New York City Fire Commissioner
- In office 1895-1896
- Succeeded by: Thomas Sturgis

Personal details
- Born: August 31, 1857 Boston, Massachusetts, U.S.
- Died: September 17, 1896 (aged 39) Manhattan, New York, U.S.
- Cause of death: Appendicitis
- Party: Republican
- Relations: Bishop Francis Xavier Ford, M.M. Sister Ita Ford, M.M.

= Austin E. Ford =

American publisher and Fire Commissioner

Austin Edward Ford (August 31, 1857 – September 17, 1896) was an American publisher and Fire Commissioner of New York.

==Biography==
Austin Edward Ford was born on August 31, 1857, in Boston, Massachusetts, to Ellen and Thomas Irwin Ford. He was editor of the New York Freeman, and was associated with the Irish World, a newspaper run by his uncle, Patrick Ford. As such, he was active in promoting the cause of Irish independence.

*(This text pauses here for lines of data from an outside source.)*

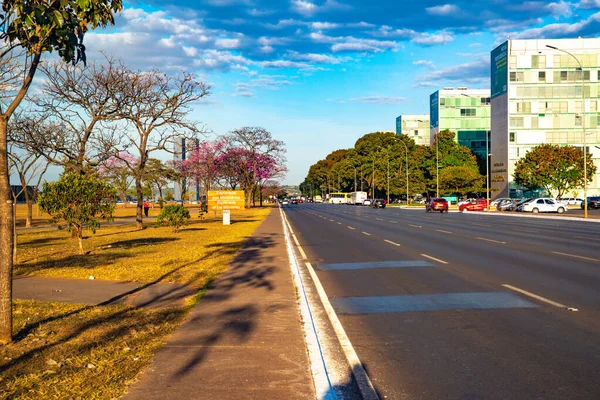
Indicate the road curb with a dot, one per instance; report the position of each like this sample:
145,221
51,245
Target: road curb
363,381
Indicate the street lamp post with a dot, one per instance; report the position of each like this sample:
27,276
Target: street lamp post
585,213
388,176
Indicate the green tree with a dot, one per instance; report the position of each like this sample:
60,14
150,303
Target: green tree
461,179
553,167
79,200
36,27
174,215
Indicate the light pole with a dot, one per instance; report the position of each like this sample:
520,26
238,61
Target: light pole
585,213
388,156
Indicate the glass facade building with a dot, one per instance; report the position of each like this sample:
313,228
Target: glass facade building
540,95
415,126
466,112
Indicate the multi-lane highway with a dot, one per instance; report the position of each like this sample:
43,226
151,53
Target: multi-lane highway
461,306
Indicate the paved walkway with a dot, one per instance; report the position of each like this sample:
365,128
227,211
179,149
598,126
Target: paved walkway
244,338
86,291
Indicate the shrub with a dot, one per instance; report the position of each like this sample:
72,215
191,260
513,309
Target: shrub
174,215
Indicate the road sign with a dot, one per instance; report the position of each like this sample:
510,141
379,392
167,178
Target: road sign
219,200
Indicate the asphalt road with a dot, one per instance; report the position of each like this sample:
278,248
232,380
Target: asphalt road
444,306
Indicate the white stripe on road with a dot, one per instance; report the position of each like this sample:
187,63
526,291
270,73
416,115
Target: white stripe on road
535,296
491,240
576,256
434,259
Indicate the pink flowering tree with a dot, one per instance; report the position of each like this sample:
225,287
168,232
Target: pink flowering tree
202,163
117,171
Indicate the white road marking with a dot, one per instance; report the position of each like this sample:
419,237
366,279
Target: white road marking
540,298
491,240
434,259
587,237
525,230
576,256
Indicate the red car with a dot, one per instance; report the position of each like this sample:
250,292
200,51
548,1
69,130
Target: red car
437,204
474,205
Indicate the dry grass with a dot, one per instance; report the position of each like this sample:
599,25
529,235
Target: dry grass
68,351
195,255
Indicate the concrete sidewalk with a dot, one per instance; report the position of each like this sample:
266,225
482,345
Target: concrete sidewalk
92,292
244,339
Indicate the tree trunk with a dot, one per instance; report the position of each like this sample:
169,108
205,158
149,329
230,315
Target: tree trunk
140,206
6,240
80,239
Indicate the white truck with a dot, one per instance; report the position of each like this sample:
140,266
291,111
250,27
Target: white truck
358,198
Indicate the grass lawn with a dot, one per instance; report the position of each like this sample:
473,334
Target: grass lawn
194,256
93,352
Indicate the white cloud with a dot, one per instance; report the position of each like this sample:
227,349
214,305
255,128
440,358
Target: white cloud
445,10
227,43
427,63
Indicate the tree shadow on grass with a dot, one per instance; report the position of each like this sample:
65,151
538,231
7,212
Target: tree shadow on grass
128,244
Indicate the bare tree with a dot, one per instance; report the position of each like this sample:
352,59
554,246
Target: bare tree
157,106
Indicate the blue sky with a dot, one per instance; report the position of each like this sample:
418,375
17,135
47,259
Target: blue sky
321,73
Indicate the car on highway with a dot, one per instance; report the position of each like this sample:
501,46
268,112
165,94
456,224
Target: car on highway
437,204
474,205
593,202
379,203
543,204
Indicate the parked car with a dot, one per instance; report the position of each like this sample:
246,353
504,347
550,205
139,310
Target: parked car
437,204
474,205
543,204
593,202
379,203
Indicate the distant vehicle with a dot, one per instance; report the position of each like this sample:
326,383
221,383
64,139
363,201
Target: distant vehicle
593,202
339,198
437,204
474,205
543,205
379,203
358,198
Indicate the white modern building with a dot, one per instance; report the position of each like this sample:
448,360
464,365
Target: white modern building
466,112
541,95
414,126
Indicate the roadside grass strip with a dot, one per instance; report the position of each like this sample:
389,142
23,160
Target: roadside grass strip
429,302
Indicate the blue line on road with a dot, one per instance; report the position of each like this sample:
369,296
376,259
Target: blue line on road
375,264
428,302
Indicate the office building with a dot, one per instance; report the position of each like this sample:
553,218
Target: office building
537,98
466,112
414,126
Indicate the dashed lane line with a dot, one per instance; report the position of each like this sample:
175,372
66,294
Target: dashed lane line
491,240
434,259
576,256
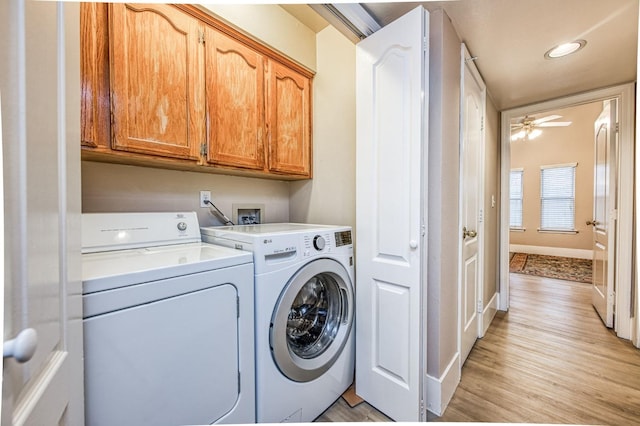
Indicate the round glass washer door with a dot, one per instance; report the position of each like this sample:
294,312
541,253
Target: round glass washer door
312,320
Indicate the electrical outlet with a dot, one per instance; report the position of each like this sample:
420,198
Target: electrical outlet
204,197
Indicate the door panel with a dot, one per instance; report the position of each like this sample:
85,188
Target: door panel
391,72
41,170
604,212
472,178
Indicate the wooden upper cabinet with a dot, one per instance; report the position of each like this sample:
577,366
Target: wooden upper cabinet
289,121
235,99
94,55
156,80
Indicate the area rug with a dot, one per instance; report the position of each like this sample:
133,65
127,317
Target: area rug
562,268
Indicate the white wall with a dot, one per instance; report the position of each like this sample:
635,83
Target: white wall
330,197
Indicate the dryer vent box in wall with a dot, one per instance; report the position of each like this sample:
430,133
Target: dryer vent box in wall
248,214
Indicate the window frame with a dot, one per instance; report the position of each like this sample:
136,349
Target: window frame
516,227
545,199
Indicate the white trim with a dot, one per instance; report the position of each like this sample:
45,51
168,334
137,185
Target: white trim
552,251
557,166
624,235
558,231
489,313
440,390
635,325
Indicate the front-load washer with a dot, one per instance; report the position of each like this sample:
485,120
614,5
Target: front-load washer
168,323
304,292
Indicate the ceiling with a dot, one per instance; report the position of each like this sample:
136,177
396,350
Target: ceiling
510,37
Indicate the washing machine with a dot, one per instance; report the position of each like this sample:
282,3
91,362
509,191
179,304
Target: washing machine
304,330
168,323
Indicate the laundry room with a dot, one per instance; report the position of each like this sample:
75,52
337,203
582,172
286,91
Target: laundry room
231,213
304,276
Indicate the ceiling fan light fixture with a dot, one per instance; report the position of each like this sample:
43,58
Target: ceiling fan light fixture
565,49
534,134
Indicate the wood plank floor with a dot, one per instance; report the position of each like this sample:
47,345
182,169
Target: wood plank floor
548,360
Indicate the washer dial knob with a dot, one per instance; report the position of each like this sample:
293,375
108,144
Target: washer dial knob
319,242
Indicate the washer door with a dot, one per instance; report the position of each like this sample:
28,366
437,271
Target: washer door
312,320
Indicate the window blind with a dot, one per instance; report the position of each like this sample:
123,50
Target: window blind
515,199
557,197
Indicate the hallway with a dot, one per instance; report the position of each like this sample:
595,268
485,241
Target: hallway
548,360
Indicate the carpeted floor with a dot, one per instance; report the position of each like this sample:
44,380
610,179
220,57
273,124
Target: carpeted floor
563,268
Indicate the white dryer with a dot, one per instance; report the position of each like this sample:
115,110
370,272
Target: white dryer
168,323
304,292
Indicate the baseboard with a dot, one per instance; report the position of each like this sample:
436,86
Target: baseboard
488,313
440,390
552,251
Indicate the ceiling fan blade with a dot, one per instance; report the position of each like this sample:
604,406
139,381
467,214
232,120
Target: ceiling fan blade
545,119
555,124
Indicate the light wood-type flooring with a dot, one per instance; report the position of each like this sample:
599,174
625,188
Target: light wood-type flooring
548,360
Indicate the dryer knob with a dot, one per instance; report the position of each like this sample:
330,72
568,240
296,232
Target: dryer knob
318,242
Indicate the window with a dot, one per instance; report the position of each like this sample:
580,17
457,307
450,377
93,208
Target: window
557,197
515,199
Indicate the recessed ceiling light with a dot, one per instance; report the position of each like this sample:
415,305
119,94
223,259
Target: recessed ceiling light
565,49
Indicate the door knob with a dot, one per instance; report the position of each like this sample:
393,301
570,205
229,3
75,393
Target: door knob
468,233
22,347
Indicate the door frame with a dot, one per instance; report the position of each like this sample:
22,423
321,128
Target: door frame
624,233
466,61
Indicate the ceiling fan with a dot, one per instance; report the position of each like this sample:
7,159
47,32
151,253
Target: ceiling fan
528,127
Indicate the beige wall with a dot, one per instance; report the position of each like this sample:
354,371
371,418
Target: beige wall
330,197
558,145
491,202
118,188
273,26
443,206
111,187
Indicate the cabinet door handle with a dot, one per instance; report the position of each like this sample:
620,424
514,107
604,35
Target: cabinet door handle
468,233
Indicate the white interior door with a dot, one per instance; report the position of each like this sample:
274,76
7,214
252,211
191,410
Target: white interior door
42,384
605,212
391,72
471,182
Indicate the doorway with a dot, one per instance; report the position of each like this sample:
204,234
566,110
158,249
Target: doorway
625,96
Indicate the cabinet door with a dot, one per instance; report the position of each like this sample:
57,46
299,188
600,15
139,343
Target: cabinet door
235,102
94,75
156,81
289,121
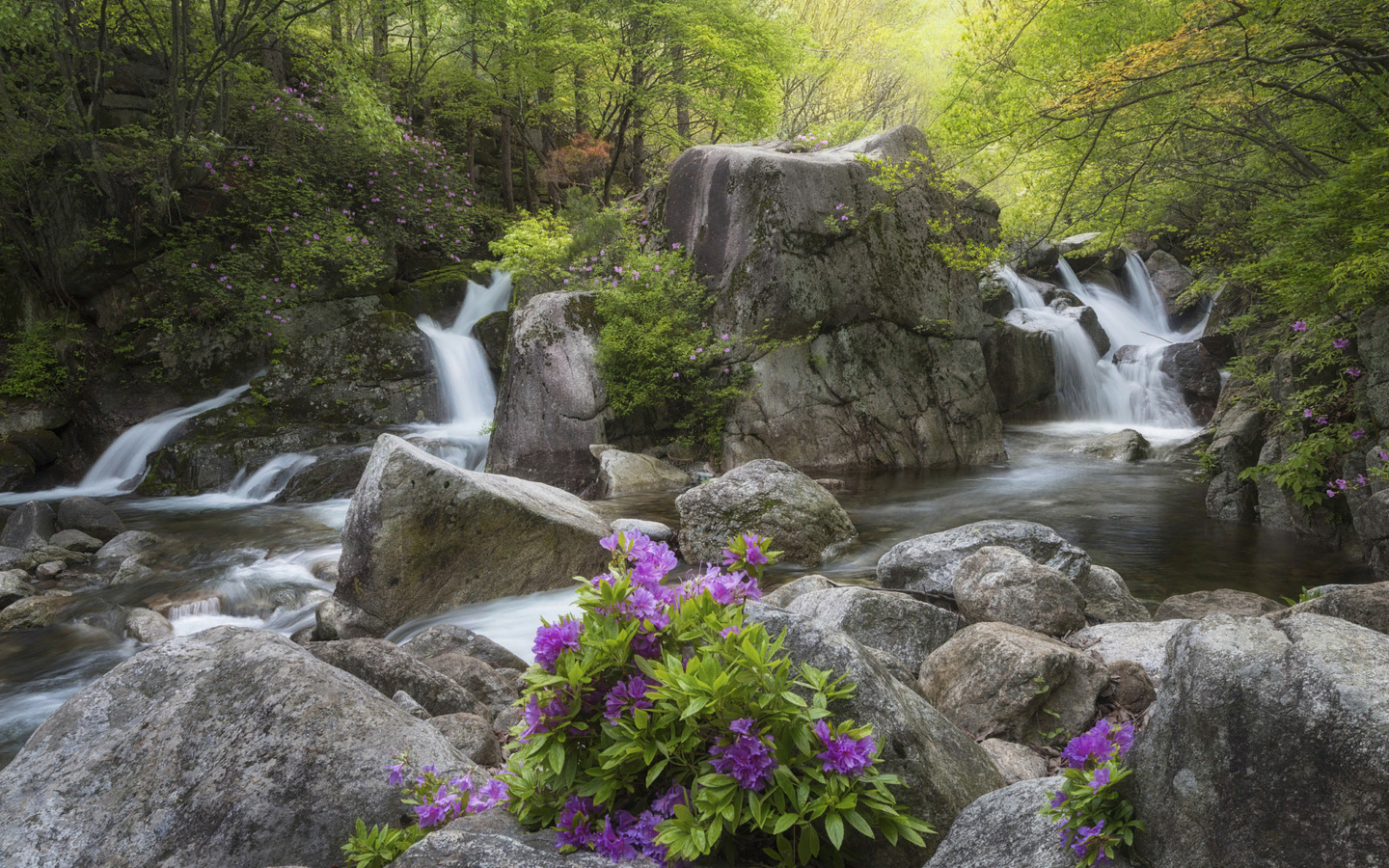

Ford moved to Manhattan, where he later ran for New York's 7th congressional district for the United States Congress, losing to the Democratic Party candidate, Franklin Bartlett, in 1894. At the time he lived at 2767 Marion Avenue in what is now the Borough of the Bronx. He was appointed Fire Commissioner in 1895 by fellow Republican, Mayor Strong.

==Death==
He died in office aged 39 on September 17, 1896, from appendicitis.

==Legacy==
Ford was a direct ancestral relative of Bishop Francis Xavier Ford, M.M., a missionary killed during the Korean War, as well as Sister Ita Ford, M.M., a missionary murdered in El Salvador in 1980, and businessman William P. Ford, brother of Sister Ita, a lawyer and businessman turned human rights activist.